Book Censorship News: May 17, 2024

  • Read Freely Alabama has filed a First and Fourteenth Amendment lawsuit against Autauga-Prattville Public Library (AL) over book bans. Here’s a short history of this public library’s board pushing for book bans and their firing of the director who refused to give in.
  • It was the South Western Board President who had Flamer banned at a Hanover area middle school (PA). Read through everything this board president stands for.
  • Clay County (FL), as you noticed above, has been a hotbed for book banning. The board just passed a brand new policy that would flag books with certain content as “mature,” and starting next school year, parents would have some array of opt-in/opt-out forms to choose how their students have access to materials. Recall that these kinds of forms have shown most parents let their students access everything.
  • You don’t say? Book banning harms mental health and reduces empathy.
  • “Let’s be clear, suspending the gift of reading because of the presence of diverse family structures in a book is not only short-sighted but we, The Ranger staff, find this to be fundamentally wrong. Education is not about shielding students from ideas that some may find uncomfortable or unfamiliar; it is about exposing them to a wide range of perspectives and experiences, helping them navigate the complexities of the world around them.” MORE editorials like this from newspapers, please. This is an excellent read from The Ranger staff — a local college newspaper — about the ending of a partnership between Amarillo Independent School District (TX) and a local organization that provides books to kids in need.
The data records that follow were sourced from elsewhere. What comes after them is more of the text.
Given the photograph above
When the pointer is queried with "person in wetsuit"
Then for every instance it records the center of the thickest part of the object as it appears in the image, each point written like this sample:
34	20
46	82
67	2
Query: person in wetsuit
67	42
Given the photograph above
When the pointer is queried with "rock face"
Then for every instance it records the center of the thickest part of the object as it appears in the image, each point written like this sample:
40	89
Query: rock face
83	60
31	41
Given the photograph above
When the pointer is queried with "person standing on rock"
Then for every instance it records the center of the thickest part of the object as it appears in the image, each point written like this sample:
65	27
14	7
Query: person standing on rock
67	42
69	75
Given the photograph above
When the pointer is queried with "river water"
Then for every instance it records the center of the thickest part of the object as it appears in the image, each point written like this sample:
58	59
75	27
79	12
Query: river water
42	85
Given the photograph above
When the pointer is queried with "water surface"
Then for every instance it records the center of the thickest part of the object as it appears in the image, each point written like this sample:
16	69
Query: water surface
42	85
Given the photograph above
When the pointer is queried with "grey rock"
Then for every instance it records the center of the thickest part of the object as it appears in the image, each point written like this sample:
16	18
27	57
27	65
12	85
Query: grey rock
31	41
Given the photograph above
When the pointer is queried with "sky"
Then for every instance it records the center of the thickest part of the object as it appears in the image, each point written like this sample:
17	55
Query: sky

  • Letters like this — where it is very clear the parent has no idea how library collections work and believes it is all a conspiracy theory — are why the general public shouldn’t be allowed to make library decisions. It’s done by professionals (& the reason those Christopher Columbus books are probably gone is that they were in terrible condition, and there aren’t yet strong replacements for them). Conspiracy theorist here is against public libraries in Oregon.
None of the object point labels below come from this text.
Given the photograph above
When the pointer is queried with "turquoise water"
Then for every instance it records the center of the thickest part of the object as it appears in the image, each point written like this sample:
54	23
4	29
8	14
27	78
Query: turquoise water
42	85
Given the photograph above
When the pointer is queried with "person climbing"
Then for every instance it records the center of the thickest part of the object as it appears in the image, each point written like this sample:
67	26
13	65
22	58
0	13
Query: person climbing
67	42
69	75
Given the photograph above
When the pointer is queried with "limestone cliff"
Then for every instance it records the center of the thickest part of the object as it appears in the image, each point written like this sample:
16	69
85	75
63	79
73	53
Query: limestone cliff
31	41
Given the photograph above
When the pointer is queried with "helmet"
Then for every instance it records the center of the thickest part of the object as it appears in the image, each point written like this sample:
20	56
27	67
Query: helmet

  • (Paywalled) Despite the majority of books being pulled from Fort Worth Independent School District (TX) being returned to shelves, access to those materials remains a big question mark.
  • “The Arkansas State Library Board on Friday voted down two motions to withhold state funding from public libraries that board member Jason Rapert put forth in his ongoing opposition to the presence of certain books on library shelves.” This is a little bit of good news in what is still a pretty crummy situation.
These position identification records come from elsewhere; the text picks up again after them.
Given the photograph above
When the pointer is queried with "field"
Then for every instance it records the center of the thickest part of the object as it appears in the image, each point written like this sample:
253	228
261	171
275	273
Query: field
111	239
  • Alabama’s bill that would criminalize librarians has not passed.
  • There’s been a civil rights lawsuit lodged against Cobb County Schools (GA) for banning books.
  • “A North Carolina school district is facing a federal civil rights complaint after it ordered books featuring gay parents to be removed from elementary schools.” If you’re counting, that’s three lawsuits in this roundup against school boards that are pulling books they want to discriminate against.
  • Make it four, as the educator whose classroom was searched by police following a report that Gender Queer was in it just filed a lawsuit, too. This happened in Massachusetts, as a reminder, because it’s not red vs. blue states.
  • Western Sydney Council (Australia) banned same-sex parenting books last week. When the media covered this, and people showed up, guess what happened? Pretty much the opposite of what happens in most cases in America: the banning was overturned. Imagine if this happened here…we wouldn’t be onto our fourth year of this.
  • At the Public Library of Enid and Garfield County (OK), a Pride display was disallowed for June in the library, and decisions on the location of several YA books were discussed. One was moved to adult, one will remain in YA, and a pair of other titles will be discussed next meeting.
  • “Montana State Library Commissioner Carmen Cuthbertson on Friday compared the Montana Library Association to the Ku Klux Klan, claiming the organization sent an anonymous letter as part of boycotting a meeting.” The state’s largest professional organization for library workers compared to a racist, murderous group of white supremacists.
  • Here’s how Boise Public Library (ID) will be implementing the new state laws regarding materials available to minors. It’s…the Miller Test. A reminder that none of the so-called “porn for kids” exists.
  • A bill advancing in New Hampshire would allow parents to opt their students out of lessons or curriculum or books or readings about LGBTQ+ people.
  • “Courtney Gore, a Granbury ISD school board member [TX], has disavowed the far-right platform she campaigned on after finding no evidence that students were being indoctrinated by the district’s curriculum.” It is a little hard for me to feel sympathy for the folks who bought into this because aren’t they the ones shouting “do your own research?” And now they’re crying that they didn’t? Anyway, no, there’s never been indoctrination in schools in America, despite the claims.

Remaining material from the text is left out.